Friday, May 4, 2018

Formula Excel : Finding a Particular Character in a Text String

Excel’s LEFT, RIGHT, and MID functions work great for extracting text, but only if you know the exact position of the characters you are targeting. What do you do when you don’t know exactly where to start the extraction? For example, if you had the following list of Product codes, how would you go about extracting all the text after the hyphen?
  • PRT-432
  • COPR-6758
  • SVCCALL-58574
The LEFT function wouldn’t work because you need the right few characters. The RIGHT function alone won’t work because you need to tell it exactly how many characters to extract from the right of the text string. Any number you give will pull either too many or too few characters from the text. The MID function alone won’t work because you need to tell it exactly where in the text to start extracting. Again, any number you give will pull either too many or too few characters from the text.

The reality is that you often will need to the find specific characters in order to get the appropriate starting position for extraction.

This is where Excel’s FIND function comes in handy. With the FIND function, you can get the position number of a particular character and use that character position in other operations.

In the example shown in Image 3-5, you use the FIND function in conjunction with the MID function to extract the middle numbers from a list of product codes. As you can see from the formula, you find the position of the hyphen and use that position number to feed the MID function.

=MID(B3,FIND("-",B3)+1,2)

Image 3-5: Using the FIND function to extract data based on the position of the hyphen.

How it works

The FIND function has two required arguments. The first argument is the text you want to find. The second argument is the text you want to search. By default, the FIND function returns the position number of the character you are trying to find. If the text you are searching contains more than one of your search characters, the FIND function returns the position number of the first encounter.

For instance, the following formula searches for a hyphen in the text string “PWR-16-Small”. The result will be a number 4, because the first hyphen it encounters is the fourth character in the text string.

=FIND("-","PWR-16-Small")

You can use the FIND function as an argument in a MID function to extract a set number of characters after the position number returned by the FIND function. Entering this formula in a cell will give you the two numbers after the first hyphen found in the text. Note the +1 in the formula. Including +1 ensures that you move over one character to get to the text after the hyphen.
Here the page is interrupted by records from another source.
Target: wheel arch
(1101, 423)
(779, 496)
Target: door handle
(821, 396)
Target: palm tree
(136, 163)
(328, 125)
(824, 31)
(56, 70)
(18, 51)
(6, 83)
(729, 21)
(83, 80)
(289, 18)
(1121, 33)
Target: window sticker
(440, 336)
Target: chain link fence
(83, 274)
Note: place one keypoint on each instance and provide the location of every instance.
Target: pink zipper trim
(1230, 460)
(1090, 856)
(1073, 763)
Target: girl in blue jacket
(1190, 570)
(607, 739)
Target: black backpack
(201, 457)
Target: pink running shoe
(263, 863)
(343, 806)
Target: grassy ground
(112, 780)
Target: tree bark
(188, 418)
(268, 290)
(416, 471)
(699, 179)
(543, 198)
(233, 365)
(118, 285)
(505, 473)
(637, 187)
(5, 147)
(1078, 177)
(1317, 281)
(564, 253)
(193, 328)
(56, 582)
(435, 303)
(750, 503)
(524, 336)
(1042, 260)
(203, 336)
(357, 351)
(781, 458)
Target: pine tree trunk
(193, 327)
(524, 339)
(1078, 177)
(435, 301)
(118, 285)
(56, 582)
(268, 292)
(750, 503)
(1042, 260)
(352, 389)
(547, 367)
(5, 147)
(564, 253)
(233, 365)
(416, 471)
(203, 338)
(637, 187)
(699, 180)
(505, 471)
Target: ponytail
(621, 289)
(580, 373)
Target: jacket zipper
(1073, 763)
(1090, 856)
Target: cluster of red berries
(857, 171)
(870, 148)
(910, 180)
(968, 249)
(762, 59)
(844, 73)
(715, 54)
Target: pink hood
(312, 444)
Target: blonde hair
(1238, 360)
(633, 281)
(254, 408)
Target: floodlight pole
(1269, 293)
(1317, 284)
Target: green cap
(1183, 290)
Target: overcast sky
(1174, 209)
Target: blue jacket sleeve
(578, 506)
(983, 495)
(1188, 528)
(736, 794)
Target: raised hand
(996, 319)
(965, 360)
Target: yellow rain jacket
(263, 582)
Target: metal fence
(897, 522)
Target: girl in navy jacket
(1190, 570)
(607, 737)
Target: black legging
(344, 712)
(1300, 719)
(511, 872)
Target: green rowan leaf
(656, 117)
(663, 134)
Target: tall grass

=MID("PWR-16-Small", FIND("-","PWR-16-Small")+1, 2)

Alternative: Finding the second instance of a character 

By default, the FIND function returns the position number of the first instance of the character you are searching for. If you want the position number of the second instance, you can use the optional Start_Num argument. This argument lets you specify the character position in the text string to start the search.

For example, the following formula returns the position number of the second hyphen because you tell the FIND function to start searching at position 5 (after the first hyphen).

=FIND("-","PWR-16-Small", 5)

To use this formula dynamically (that is, without knowing where to start the search) you can nest a FIND function as the Start_Num argument in another FIND function. You can enter this formula into Excel to get the position number of the second hyphen.

=FIND("-","PWR-16-Small", FIND("-","PWR-16-Small")+1)


Figure 3-6 demonstrates a real-world example of this concept. Here, you extract the size attribute from the product code by finding the second instance of the hyphen and using that position number as the starting point in the MID function. The formula shown in cell C3 is as follows:

=MID(B3,FIND("-",B3,FIND("-",B3)+1)+1,10000)

This formula tells Excel to find the position number of the second hyphen, move over one character, and then extract the next 10,000 characters. Of course, there aren’t 10,000 characters, but using a large number like that ensures that everything after the second hyphen is pulled.

Image 3-6: Nesting the FIND function to extract everything after the second hyphen.